Series B (reviewed by Martin Denton, 5/25/08)
Series B of Ensemble Studio Theatre's Marathon 2008 is disappointing, offering too little that's diverting for audiences and too much that's heavy-handed and/or bleak. Only one piece succeeds at being both fresh and engaging within the short-play format, David Zellnik's delightful Ideogram, which is as perfectly funny and complete as a ten-minute comedy can be. It begins from a simple enough premise: Jasper (winningly portrayed by Bryan Fenkart) gets his Chinese-American friend Drew (Pun Bandhu) a birthday card, and as a joke he scribbles some made-up Chinese characters on it. Drew gives the card to an elderly relative (played with grand comic panache by Siho Ellsmore) who insists that the writing is real—in fact she says it's a beautiful poem. Zellnik builds on this initial idea creatively and cannily, along the way providing some genuine belly laughs in an evening otherwise devoid of them.
Taylor Mac's Okay, which is the most ambitious item on the bill, feels like what it is, which is a subversive drag performance that's been staged naturalistically as a one-act play; it becomes a savage and disheartening tragedy wrenched out of the performance context Mac's singular style would have provided it, and is exceedingly hard to take despite all of the talent involved with it (notably director Jose Zayas and actresses Kether Donohue and Olivia Mandell, who do fine work here). It's set in a girls' bathroom during a high school prom, and consists of a series of monologues that probe the startling and sensational depths of some very troubled young people, among them a surprisingly experienced gay boy and a girl who is about to give birth though no one even knows she's pregnant. The writing is vivid and pointed and clearly from the heart. But the piece resists this kind of traditional treatment; it feels glaringly out-of-place on this bill.
But it has more life than any of the other three plays in Series B. Happy Birthday William Abernathy is an over-written, one-note piece by Lloyd Suh about a 100-year-old Irish American man whose contempt for his Asian American relatives is meant, I think, to reveal something about American character. Director Deborah Hedwall has staged the play so that both of its actors—Joe Ponazecki as William and Peter Kim as his great-grandson Albert—spend large amounts of time with their backs to half the audience. And Ponazecki has to play the entire piece pants-less, due to Suh's awkward framing device (the old man had an accident, and they're waiting for the trousers to be cleaned up and returned).

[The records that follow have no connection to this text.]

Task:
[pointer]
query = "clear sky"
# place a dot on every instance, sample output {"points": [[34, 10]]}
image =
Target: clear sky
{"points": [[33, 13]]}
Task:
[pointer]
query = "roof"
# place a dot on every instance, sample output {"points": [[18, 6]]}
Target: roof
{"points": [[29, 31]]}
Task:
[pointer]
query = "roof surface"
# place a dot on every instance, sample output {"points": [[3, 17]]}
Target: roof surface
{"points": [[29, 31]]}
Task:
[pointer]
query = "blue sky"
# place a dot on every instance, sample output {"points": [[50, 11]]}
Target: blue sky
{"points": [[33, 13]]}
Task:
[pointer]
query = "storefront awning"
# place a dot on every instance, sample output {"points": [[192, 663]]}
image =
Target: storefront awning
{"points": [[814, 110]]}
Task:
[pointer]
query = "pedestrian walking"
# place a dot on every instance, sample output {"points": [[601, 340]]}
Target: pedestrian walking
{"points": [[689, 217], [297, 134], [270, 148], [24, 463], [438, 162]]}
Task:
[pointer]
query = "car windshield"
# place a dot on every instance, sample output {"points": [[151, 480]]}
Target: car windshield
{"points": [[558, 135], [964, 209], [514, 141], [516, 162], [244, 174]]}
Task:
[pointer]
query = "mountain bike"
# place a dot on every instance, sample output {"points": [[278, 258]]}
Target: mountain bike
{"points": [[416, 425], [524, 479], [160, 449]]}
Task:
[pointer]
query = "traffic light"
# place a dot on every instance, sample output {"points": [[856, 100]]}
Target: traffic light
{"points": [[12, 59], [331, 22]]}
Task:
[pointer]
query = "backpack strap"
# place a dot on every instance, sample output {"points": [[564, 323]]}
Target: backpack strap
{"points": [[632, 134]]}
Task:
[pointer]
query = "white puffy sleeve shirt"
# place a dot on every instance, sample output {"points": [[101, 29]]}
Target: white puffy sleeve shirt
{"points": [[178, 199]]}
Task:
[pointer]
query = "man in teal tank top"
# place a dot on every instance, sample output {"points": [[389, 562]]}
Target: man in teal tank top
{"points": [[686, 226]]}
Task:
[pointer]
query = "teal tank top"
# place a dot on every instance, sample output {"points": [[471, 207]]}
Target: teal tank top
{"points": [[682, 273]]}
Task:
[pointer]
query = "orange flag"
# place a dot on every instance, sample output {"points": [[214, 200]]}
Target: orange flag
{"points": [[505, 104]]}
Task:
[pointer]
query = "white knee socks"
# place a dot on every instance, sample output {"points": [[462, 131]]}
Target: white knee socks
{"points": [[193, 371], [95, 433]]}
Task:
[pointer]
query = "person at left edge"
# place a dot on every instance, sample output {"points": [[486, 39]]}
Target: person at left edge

Anne Washburn's October/November has some neat dialogue in it but emerges as a stilted study more than a story. It's about a 16-year-old girl named Nikkie who thinks she's more sophisticated than she actually is, and 13-year-old David, a more clear-headed fellow struggling with the onset of adolescence. Nikkie is one of the more unpleasant characters I can recall making the acquaintance of in the theatre, even given the relatively short span of time I was in her company, and especially due to Amelia McClain's relentlessly nasty interpretation of her. Gio Perez is enormously ingratiating as David, however.
The Great War, finally, is the evening's "big ticket item," with the most famous author (Neil LaBute), director (Andrew McCarthy) and actors (Laila Robins and Grant Shaud of Murphy Brown fame). I have to say that it bothered me that all of the "names" in this particular program were grouped together to work on this single project, as if the celebrity couldn't be spread around a bit. But let that go. LaBute's subject here is a married couple about to divorce; a married couple who hate—and I mean HAAATTTTE—one another. Their conversation consists of elaborate put-downs or unsubtle cruel put-downs or, most often, "fuck you!" Eventually their discussion turns to their two children, and an opportunity for LaBute to nail some bitter truths in a dark satirical style seems to emerge, only to be ignored. The play finally makes no other point except that these two mean people are...mean. Robins and Shaud do competent work, but their characters are not people I wanted to spend any time with.
It all made for a wearing program. Maybe Series A and C of the Marathon offer more variety and more lightness. But Series B proves to be quite a trial for its auditors.